Leer a Rimbaud es una experiencia mística que apela a la empatía de quien se atreve a confrontarse con este poema que, es, sobre todo, un viaje sin anestesia a la desesperación: «Me arden las entrañas. El veneno tritura mis miembros. Me convierte en deforme, me derriba. Me muero de sed, me ahogo, no puedo gritar. ¡Es el infierno, las penas eternas!».
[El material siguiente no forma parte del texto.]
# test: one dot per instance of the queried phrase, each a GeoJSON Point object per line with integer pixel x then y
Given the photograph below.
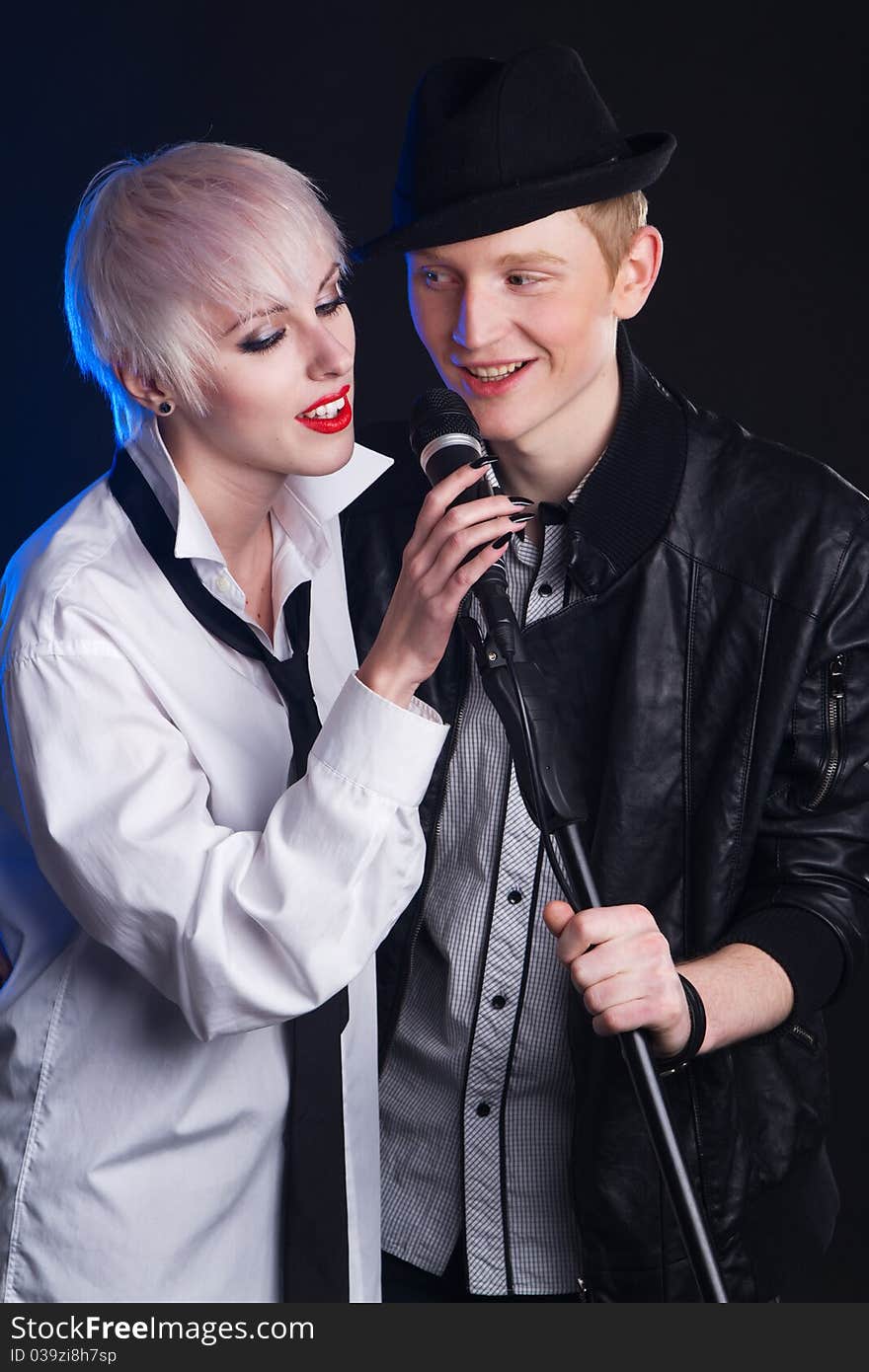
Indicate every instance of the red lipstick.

Tal vez Rimbaud, saciado por los horrores y la miseria de la última década de su existencia, nunca dejó de ser aquel niño que se escondía en el armario para huir de su madre y leer los cuentos y las revistas gráficas que tanto le atraían. Hay una inocencia en lo que escribió que resplandece en su incapacidad para asumir que en toda existencia hay una aceptación de la normalidad, necesaria para sobrevivir. Su incapacidad para fingir fue su perdición.